الجواب: لا أعلم أن الفاتحة من أذكار الصباح و المساء. و علي هذا فلا يقرأها أحد في أذكار الصباح و المساء إلا إذا وجد دليلا من السنة أنها تقرأ في أذكار الصباح و المساء فليقرأ وإلا فلا يقرأ
Jawaban Syaikh Ibnu Utsaimin rahimahullah:
“Sebatas pengetahuan kami, surat al Fatihah bukanlah termasuk bagian dari dzikir pagi dan petang. Berdasarkan hal tersebut maka tidak boleh ada seorang pun yang menjadikannya sebagai bagian dari dzikir dan petang kecuali jika dia memiliki dalil dari hadits yang menunjukkan bahwa surat al Fatihah itu termasuk dzikir pagi dan petang. Pada saat itu, silahkan jika dia hendak membacanya sebagai dzikir pagi dan petang. Jika tidak, maka orang tersebut tidak boleh membacanya sebagai bagian dari dzikir pagi dan petang.
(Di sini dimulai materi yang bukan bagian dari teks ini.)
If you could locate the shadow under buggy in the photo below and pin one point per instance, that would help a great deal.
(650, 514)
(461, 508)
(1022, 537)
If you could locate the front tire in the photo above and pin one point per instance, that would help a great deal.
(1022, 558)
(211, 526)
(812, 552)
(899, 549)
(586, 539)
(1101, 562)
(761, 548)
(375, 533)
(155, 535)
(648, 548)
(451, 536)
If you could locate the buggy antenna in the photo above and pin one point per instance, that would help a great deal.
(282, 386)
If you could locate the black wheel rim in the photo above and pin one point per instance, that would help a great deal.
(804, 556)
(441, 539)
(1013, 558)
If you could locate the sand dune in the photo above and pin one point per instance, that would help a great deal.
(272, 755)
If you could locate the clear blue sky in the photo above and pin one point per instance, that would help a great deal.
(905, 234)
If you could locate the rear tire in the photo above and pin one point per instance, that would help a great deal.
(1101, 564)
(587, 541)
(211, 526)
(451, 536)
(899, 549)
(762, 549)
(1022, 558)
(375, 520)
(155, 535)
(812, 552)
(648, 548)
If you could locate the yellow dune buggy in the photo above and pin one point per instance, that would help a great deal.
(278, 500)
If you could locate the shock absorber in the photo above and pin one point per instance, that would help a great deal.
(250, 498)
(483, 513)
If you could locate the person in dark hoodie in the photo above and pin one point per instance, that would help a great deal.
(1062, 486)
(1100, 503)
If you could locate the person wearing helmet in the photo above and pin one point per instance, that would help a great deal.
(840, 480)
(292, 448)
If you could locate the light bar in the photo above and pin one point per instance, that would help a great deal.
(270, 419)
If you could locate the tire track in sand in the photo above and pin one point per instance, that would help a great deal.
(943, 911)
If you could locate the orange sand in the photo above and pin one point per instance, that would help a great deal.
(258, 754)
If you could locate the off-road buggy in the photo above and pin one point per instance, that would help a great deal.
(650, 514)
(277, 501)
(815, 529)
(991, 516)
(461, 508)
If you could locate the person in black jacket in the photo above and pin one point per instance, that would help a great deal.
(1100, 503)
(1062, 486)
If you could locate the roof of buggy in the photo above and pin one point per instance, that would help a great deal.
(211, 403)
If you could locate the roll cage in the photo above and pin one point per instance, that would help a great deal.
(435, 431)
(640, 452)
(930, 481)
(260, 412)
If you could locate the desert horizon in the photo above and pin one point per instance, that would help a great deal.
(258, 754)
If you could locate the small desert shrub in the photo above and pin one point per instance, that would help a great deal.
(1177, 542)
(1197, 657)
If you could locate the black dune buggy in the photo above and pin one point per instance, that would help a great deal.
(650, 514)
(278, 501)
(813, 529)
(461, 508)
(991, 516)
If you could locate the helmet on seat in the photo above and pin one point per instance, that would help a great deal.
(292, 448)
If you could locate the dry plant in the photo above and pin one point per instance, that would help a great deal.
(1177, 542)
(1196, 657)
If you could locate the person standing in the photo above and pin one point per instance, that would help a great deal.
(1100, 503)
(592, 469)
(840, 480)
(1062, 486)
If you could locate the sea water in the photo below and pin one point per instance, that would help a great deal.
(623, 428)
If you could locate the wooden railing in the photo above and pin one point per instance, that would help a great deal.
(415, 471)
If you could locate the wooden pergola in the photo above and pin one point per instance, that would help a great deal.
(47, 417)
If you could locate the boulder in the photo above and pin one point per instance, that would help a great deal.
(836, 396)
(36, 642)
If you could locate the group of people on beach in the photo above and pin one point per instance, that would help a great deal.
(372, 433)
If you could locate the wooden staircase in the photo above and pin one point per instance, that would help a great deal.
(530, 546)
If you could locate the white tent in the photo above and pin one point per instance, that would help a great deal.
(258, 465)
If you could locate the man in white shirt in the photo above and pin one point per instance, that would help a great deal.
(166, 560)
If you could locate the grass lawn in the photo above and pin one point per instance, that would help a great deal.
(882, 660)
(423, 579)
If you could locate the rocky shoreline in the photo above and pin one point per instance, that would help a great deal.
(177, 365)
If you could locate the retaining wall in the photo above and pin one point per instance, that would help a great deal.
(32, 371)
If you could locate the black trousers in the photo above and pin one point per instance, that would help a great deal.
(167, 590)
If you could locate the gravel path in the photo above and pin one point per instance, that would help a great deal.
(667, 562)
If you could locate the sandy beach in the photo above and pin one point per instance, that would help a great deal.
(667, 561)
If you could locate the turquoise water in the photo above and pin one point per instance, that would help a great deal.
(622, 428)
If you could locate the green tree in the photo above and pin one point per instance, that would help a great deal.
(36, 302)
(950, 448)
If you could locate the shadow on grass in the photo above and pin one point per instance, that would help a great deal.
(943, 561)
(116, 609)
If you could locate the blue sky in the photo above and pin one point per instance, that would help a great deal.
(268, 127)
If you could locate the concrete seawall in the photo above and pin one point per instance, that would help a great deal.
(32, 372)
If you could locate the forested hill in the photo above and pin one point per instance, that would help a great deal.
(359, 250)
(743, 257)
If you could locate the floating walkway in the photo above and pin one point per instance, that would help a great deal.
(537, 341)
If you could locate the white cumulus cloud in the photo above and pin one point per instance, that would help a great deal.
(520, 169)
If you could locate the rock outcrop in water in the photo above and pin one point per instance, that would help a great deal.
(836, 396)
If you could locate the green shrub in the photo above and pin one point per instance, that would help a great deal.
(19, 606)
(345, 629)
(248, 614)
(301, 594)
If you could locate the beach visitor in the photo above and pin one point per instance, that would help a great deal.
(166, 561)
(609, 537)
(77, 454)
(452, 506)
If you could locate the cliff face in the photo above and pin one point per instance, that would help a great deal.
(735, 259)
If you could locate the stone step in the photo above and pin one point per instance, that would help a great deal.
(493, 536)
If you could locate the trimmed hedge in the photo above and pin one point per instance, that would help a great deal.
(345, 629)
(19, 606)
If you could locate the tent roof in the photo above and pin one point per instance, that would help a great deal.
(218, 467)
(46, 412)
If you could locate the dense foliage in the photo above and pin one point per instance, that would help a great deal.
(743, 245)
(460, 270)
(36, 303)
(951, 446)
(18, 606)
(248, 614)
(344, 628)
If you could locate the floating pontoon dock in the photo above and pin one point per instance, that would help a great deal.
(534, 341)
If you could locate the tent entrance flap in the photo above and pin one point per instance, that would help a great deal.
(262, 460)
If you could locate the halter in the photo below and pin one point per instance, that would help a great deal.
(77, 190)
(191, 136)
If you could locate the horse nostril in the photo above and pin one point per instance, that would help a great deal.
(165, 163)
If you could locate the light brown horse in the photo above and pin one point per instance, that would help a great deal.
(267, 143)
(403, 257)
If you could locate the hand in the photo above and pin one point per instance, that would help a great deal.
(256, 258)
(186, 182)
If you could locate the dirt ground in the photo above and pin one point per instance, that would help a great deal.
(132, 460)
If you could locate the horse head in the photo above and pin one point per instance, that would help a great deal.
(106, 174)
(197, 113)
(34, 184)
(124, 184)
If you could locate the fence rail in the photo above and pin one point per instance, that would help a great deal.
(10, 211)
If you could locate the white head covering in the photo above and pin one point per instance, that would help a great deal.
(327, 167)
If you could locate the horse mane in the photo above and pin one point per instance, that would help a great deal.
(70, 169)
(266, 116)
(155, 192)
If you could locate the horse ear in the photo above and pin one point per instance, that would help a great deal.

كن الفاتحة تقرأ للمريض و يشفي بإذن الله كما ثبت ذلك في قصة السرية الذين بعثهم النبي-صلي الله عليه و علي آله و سلم-فنزلوا علي قوم ضيوفا ولكن القوم لم يضيفوا و لم يكرموا فتناحوا ناحية يعني السرية فسلط الله علي رئيس القوم الذين لم يضيفوهم عقربا فلدغته فتعلم الرجل فأتوا إلي السرية الصحابة قالوا: هل فيكم أحد يقرأ؟ قالوا: نعم, فينا من يقرأ لكن لا نقرأ عليكم إلا بكذا و كذا من الغنم
Namun al Fatihah itu bisa dibacakan untuk orang yang sakit dan akan menjadi sebab kesembuhan dengan izin Allah. Dalilnya adalah kisah sekelompok shahabat yang diutus oleh Nabi shallallahu ‘alaihi wa sallam. Mereka hendak singgah sebagai tamu di suatu perkampungan. Namun ternyata, orang-orang di kampung tersebut tidak mau menjamu dan memuliakan mereka. Akhirnya rombongan para shahabat ini beristirahat di pinggir perkampungan. Taklama setelah itu, kepala kampung tersebut disengat kalajengking. Akhirnya orang-orang di kampung tersebut mendatangi rombongan para shahabat lalu bertanya, “Adakah di antara kalian orang yang pandai meruqyah?”. Para shahabat berkata, “Ada, namun kami tidak mau meruqyah kecuali dengan upah sekian ekor kambing”.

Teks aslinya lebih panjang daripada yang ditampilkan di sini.